The following comes from a March 5 posting by the California Family Council.
After poring over the 2,000-plus legislative proposals submitted by the mandated deadline, we have identified at least a dozen that are a serious threat to life, family and religious freedoms.
This week we will focus on the six most egregious. Two of the bills were introduced earlier in the session and have been previously highlighted in This Week Inside the Capitol. Senate Bill (SB) 323, authored by Ricardo Lara (D-Long Beach), would trample on the rights of religious belief and free expression by yanking the tax-exempt status of nonprofit organizations and private colleges that discriminate based on gender or sexual orientation. As written, the law only applies to revenues generated through the sale of products that fund those groups. If this bill—the first of its kind in the nation—is implemented you can be sure it will only be a matter of time before the loss of exemptions is expanded to real property.
We also have highlighted Assembly Bill (AB) 154, Toni Atkins (D-San Diego), which would expand abortion across the state by allowing physician assistants, nurse practitioners and nurse midwives to perform the surgical procedures. A similar bill introduced last year by former Sen. Christine Kehoe, also of San Diego, failed to make it out of committee. We hope AB 154 will realize the same fate as its predecessor, by applying grassroots and clergy pressure.
Another repeat measure, but new to this session, is AB 714, introduced by Bob Wieckowski (D-Fremont). The bill returns to the table a $1 additional penalty for every traffic conviction in California to be used to fund spinal cord research using embryonic stem cells. Wieckowski’s attempt to redirect the funds last year through AB 1657 was vetoed by Gov. Jerry Brown, who said that traffic fines should be based on punishment, not as a revenue source for the general fund. While Brown’s reasoning is sound (and appreciated), the more pressing issue is the unethical destruction of human embryos for the sake of research.

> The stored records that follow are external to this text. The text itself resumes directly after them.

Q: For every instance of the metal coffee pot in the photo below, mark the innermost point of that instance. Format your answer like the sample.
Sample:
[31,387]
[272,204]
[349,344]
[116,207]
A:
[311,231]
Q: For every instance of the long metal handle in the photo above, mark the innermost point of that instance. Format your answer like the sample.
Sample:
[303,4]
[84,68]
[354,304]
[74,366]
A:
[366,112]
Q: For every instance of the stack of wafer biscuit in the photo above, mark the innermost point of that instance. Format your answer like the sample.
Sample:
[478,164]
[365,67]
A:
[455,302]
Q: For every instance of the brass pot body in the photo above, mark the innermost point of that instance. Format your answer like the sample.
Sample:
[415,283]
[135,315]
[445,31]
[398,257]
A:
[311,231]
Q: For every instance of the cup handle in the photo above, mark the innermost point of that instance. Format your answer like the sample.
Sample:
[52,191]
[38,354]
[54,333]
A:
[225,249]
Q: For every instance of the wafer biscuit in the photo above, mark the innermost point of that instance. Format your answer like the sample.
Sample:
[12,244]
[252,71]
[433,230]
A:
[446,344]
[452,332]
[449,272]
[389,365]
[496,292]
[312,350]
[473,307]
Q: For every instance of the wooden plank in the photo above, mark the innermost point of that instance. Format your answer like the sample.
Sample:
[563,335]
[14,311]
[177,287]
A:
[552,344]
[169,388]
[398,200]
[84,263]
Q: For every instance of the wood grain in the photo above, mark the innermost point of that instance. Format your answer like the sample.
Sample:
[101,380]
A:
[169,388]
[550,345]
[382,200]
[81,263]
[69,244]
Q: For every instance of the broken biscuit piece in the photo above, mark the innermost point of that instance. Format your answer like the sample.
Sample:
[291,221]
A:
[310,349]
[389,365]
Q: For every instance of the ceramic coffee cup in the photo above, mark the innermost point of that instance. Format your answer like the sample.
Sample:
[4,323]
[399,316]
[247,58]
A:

California’s penchant for pushing homosexuality in the schools is alive and well this session as evidenced by AB 1266, authored by Tom Ammiano (D-San Francisco). The measure expands on previous laws subscribing special rights to children who believe they are transgender. In this new proposal, schools would be mandated to allow a student to participate in “sex-segregated school programs, activities and facilities, including athletic teams and competitions, consistent with his or her gender identity, irrespective of the gender listed on the pupil’s records.”
Once again, lawmakers are forcing disruptive anti-family laws upon local school districts based on the perceived feelings of minor children. With so many low-performing students in California, public schools need to become havens for learning, not social experiment venues for sexual behaviors.
Faith-based colleges are the target of AB 314 (Richard Pan, D-Sacramento), which is tied to the implementation of the federal Patient Protection and Affordable Care Act, more widely known as Obama Care.
Pan’s bill mandates that all public and private colleges that offer self-funded health insurance must align with the Affordable Care Act, including providing birth control and abortifacients. The federal law, which offers no opt-out provisions for faith-based businesses or groups, has already prompted dozens of lawsuits across the country. Among those challenging the law are Biola University and Wheaton College. In addition to forcing private institutions to abandon their religious beliefs, the added coverage will increase costs for the colleges.
Finally, AB 926, by Susan Bonilla (D-Concord), opens up dangerous medical ground by allowing women to sell their eggs for research. The language of the bill says that women should be “compensated for their time, trouble and inconvenience in the same manner as other research subjects.” However, Assemblywoman Bonilla’s concept is flawed, in that human eggs are not another “research subject,” but the foundation for human life—and should be treated as such.
Surprisingly, a bill that we fully expected to see emerge this session—allowing physician-assisted suicide—was not introduced by the deadline. Even so, the bill may make a future appearance through a legislative maneuver called “gut and amend,” where an existing bill is stripped of its language and an unrelated bill is dropped in its place.